TOKYO/NEW YORK -- SoftBank Group unit Sprint on Sunday announced a long-sought merger deal with rival T-Mobile US, reaching a breakthrough after SoftBank Chairman and CEO Masayoshi Son agreed to give up control of the carrier to gain the scale needed to compete effectively in the battle over 5G.
The all-stock transaction will combine America's third- and fourth-largest wireless carriers into a new company to be established by SoftBank and T-Mobile parent Deutsche Telekom. T-Mobile CEO John Legere will retain his post at the merged carrier, which will keep the T-Mobile name, with Son and Sprint CEO Marcelo Claure to serve on the board. The required regulatory approval could take a year.
Deutsche Telekom will have a 41.7% stake in the new T-Mobile, while SoftBank will hold 27.4%, the two carriers said.

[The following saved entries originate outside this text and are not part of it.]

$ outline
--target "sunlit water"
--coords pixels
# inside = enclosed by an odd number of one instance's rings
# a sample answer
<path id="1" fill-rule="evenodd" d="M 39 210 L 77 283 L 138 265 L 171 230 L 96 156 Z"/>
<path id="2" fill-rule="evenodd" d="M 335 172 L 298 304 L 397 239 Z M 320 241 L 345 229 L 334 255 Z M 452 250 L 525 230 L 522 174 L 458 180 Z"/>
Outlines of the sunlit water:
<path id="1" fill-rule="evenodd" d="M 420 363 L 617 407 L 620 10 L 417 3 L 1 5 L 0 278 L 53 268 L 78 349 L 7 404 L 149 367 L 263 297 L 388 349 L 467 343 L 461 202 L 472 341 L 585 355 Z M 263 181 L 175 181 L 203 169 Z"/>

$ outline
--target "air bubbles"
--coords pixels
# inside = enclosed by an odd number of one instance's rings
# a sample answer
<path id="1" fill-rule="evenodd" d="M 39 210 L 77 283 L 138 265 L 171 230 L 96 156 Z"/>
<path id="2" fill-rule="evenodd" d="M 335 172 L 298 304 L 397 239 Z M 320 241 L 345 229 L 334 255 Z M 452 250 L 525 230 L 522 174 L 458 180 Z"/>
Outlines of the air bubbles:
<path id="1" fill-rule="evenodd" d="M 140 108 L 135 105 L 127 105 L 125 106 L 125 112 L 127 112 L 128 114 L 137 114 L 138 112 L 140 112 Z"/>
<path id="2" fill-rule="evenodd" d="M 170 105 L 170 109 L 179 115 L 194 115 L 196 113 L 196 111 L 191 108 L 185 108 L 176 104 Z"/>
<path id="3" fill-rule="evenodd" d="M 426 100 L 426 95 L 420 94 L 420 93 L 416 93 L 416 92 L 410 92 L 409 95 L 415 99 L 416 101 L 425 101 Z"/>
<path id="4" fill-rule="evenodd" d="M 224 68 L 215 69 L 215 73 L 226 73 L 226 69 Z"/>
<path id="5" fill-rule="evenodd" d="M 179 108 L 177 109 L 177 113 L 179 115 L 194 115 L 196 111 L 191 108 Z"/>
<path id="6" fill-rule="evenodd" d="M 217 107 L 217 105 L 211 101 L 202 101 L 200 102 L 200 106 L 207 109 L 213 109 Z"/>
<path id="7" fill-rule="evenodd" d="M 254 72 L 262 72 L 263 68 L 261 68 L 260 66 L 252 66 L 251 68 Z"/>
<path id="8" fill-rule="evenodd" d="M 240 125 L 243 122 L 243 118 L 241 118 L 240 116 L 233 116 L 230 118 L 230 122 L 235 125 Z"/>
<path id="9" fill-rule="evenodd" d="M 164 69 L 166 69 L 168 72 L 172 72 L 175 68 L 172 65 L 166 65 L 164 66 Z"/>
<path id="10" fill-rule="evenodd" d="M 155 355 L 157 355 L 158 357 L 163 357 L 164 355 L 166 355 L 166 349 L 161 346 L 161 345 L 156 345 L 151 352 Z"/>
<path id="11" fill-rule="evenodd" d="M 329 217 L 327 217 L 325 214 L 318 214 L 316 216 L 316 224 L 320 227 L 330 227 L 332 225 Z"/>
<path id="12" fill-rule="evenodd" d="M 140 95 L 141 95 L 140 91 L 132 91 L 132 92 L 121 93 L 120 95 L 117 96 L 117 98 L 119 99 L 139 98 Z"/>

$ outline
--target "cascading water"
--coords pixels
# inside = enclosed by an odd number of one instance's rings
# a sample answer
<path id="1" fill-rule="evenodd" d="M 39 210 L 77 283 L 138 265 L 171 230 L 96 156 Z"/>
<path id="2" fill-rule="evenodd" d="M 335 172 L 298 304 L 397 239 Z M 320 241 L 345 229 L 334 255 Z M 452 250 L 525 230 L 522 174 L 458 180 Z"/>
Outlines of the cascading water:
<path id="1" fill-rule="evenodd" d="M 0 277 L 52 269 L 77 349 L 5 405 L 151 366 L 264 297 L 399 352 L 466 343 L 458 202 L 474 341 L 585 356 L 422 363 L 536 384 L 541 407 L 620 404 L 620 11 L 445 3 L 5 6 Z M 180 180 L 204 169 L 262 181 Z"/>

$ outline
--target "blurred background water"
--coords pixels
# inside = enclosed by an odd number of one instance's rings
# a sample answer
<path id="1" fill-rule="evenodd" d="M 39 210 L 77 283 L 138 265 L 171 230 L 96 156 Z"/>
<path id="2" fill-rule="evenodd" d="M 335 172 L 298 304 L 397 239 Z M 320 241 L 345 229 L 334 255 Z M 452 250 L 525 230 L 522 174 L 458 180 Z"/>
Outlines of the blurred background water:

SoftBank began pursuing T-Mobile soon after acquiring Sprint in 2013. The last round of merger talks fell through in November 2017 as the two sides failed to reach an accord on ownership of the merged carrier. Because Sprint's market capitalization was smaller than T-Mobile's, there was a possibility that SoftBank would have to cede control as the minority partner, which Son then concluded would be unacceptable to the Japanese technology company's board.
But the two sides returned to the negotiating table a month or two ago, according to a source familiar with the situation.
The advent of superfast fifth-generation wireless technology, which is vital for the "internet of things," drove Son's change of heart. Commercial 5G service is set to begin in 2020, and American wireless carriers are jockeying for position. Top two players Verizon Communications and AT&T have used their scale to get a step ahead on investment in the necessary infrastructure.
Sprint and T-Mobile together would be able to make the heavy capital outlays needed for 5G while also competing with their larger rivals -- something nigh impossible for either to do alone. The two carriers together have 126 million subscribers, not too far off Verizon's 150 million and AT&T's 140 million, and plan to invest about $40 billion in 5G and other areas over three years.
SoftBank's recent focus on new technologies is likely a factor as well. Son cited artificial intelligence, the internet of things and smart robots as areas of interest in February. The U.S. wireless business may have fallen further down his priority list.
SoftBank has been investing in promising startups around the world through the Saudi-backed SoftBank Vision Fund. The company has also become Uber Technologies' largest investor, with a 15% stake, and announced in March plans for a massive solar power project in the Middle East.